Some pray. Others run around like madmen, stamping and
yelling, ignored by the gathering host. A couple get into a
fistfight.
A storm flag is run up the flagpole. A tractor blasts out an
S.O.S. The peacocks huddle under the stoop.
252TIGHT ON CHUCK
Chuck gives Benson his orders.
CHUCK:
Offer fifty cents a bushel for them. Get out the
reapers.
See what you can harvest.
253HIGH DOWN ANGLE
The locusts snap through the air. Bill, swatting
at them with a shovel, stops to gag. One has flown into his
mouth.
254TIGHT ON GEARS
They jam up the gears of the machinery with the
crush of their bodies.
255INT. MASTER BEDROOM
Abby throws a sheet over herself, but they get
in under it. She thrashes around madly, then with a cry goes
limp.
256CHUCK AND BENSON
Benson reports back to Chuck. A team of horses
races by, nearly bowling them over.
BENSON:
We can't get the machines out. They're jamming
up the gears.
There's a good chance they'll pass on south, though.
Unless...
unless a wind comes up.
CHUCK:
What happens then?
BENSON:
They'll set down and walk in.
257SIGNS OF DAMAGE
The locusts devour not just the crops but every
organic thing:
pitchfork handles, linens on the clothesline,leather traces, flowers in the window boxes, etc. Soon a
large area of wheat is eaten down to stubble.
Bill looks away from a tree for a second. When he turns back
it has been stripped to a wintry bareness.

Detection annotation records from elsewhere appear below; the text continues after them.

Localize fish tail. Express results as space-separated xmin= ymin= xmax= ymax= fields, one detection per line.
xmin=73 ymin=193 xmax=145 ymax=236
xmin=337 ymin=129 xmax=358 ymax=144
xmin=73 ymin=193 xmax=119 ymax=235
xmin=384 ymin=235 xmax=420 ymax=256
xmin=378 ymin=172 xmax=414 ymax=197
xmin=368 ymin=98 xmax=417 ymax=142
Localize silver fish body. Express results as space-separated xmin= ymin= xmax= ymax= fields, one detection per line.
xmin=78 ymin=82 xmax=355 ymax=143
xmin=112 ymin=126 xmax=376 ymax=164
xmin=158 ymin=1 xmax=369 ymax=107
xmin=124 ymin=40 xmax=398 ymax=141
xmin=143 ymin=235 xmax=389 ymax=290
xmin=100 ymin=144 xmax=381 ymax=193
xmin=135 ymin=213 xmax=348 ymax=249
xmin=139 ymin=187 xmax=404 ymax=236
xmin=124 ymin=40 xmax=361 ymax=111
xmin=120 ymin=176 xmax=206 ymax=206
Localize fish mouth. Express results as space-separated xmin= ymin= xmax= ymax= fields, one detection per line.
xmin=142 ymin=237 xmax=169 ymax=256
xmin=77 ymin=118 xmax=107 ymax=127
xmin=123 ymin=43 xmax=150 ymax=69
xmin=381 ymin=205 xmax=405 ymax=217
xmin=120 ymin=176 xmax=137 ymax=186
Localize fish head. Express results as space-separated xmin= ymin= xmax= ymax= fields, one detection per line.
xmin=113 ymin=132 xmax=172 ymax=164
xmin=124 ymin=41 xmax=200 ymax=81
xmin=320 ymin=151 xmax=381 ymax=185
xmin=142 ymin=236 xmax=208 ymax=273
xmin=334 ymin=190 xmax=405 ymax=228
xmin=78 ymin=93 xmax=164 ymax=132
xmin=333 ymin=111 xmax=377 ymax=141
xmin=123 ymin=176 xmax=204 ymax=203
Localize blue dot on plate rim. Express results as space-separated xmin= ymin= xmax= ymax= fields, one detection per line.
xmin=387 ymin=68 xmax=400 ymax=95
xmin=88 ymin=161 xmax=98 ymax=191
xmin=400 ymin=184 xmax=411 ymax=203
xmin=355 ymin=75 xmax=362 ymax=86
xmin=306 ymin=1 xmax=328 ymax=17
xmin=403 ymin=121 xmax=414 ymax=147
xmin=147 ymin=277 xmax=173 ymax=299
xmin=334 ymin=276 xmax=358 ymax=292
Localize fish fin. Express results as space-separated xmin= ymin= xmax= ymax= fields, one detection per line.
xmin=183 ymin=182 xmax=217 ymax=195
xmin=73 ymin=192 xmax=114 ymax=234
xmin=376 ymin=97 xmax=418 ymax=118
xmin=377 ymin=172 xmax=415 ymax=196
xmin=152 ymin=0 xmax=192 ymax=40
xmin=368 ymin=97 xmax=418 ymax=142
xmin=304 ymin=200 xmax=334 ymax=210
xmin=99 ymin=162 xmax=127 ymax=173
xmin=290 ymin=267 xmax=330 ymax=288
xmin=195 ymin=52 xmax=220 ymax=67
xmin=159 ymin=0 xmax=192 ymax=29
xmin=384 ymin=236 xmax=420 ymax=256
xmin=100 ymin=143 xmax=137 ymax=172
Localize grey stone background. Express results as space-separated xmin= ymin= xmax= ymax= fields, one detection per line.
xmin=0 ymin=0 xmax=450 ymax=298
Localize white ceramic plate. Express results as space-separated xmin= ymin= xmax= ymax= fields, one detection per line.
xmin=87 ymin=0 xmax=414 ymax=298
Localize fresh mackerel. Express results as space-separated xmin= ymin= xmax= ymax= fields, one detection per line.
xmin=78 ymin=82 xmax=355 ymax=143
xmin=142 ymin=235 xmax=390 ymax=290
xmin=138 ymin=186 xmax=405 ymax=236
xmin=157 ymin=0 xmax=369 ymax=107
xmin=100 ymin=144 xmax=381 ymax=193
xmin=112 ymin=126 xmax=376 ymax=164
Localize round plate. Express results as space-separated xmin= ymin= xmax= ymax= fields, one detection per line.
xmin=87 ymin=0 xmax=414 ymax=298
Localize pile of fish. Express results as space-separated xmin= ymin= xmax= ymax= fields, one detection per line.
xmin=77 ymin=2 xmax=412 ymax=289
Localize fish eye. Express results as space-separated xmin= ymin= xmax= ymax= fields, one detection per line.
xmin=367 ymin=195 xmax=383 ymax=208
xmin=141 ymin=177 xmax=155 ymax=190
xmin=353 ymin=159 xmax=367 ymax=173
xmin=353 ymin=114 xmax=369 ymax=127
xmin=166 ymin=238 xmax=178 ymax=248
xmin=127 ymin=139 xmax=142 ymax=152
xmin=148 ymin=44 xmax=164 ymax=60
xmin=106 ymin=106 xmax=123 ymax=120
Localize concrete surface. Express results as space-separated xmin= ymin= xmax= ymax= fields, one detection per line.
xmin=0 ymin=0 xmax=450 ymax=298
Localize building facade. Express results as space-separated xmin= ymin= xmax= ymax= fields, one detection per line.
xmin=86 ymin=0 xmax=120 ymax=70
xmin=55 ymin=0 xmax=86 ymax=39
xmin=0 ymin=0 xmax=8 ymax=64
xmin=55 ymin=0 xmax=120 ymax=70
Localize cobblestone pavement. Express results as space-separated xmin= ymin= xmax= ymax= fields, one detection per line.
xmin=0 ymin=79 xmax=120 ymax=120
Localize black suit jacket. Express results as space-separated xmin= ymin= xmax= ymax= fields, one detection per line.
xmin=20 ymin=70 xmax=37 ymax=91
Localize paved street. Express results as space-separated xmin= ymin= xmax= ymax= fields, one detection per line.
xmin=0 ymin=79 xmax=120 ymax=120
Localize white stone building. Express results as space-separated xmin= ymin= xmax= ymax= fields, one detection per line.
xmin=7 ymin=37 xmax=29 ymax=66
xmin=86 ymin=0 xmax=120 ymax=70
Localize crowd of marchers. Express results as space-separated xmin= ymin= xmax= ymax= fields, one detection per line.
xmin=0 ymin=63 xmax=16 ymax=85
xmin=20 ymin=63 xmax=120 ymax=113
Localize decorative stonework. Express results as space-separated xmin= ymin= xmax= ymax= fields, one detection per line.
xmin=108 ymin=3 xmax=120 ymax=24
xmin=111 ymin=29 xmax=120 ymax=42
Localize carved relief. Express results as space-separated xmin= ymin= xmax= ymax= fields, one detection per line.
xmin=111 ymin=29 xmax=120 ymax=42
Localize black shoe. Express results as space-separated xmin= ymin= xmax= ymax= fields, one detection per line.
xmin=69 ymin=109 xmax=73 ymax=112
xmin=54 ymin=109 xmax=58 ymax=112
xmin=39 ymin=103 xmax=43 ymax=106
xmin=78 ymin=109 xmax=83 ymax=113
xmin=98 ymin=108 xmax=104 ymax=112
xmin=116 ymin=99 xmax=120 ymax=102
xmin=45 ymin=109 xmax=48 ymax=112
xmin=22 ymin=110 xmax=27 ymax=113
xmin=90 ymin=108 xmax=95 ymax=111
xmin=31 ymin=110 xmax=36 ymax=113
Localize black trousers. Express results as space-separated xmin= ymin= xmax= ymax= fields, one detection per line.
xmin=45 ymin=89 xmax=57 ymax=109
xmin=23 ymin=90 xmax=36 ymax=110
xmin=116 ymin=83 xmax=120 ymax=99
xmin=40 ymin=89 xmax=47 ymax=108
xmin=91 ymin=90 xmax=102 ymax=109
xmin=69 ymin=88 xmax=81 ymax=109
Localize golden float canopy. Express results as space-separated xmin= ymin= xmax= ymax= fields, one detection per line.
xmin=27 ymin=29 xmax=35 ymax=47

258EXT. WIND GENERATOR, OTHER ANGLES
The vanes of the wind generator begin gently to
stir. Little by little the wind picks up. A dust devil spins
across the yard. The grass lists by the well. A power line
moans.
259EXT. FIELDS
As the sun dips below the horizon, the locusts
pour in like a living river, walking along the ground like a
procession of Army ants. The roar of their wings is
deafening. The air hisses and pops with their electric
frenzy.
260STOCK AND MATTE SHOTS - SUNSET
And these are but the advance elements of a main
force which looms like a silver cloud on the horizon.
261EXT. BONFIRE - NIGHT
WORKERS dump bushels of the insects into a
bonfire. A MAN with an abacus keeps track of what each is
owed.
262SAME FIELDS - NIGHT
The wind has picked up. Chuck, Bill and Abby
have come out to the fields with a dozen WORKERS to
investigate the extent of the damage. The insects buzz
around blindly in the light of their lanterns, which they
carry Japanese-fashion at the ends of cane poles.
263TIGHT ON CHUCK - NIGHT
Chuck inspects the grain.
CHUCK:
There's nothing we can do but wait. They're
either going to take it all or they're not.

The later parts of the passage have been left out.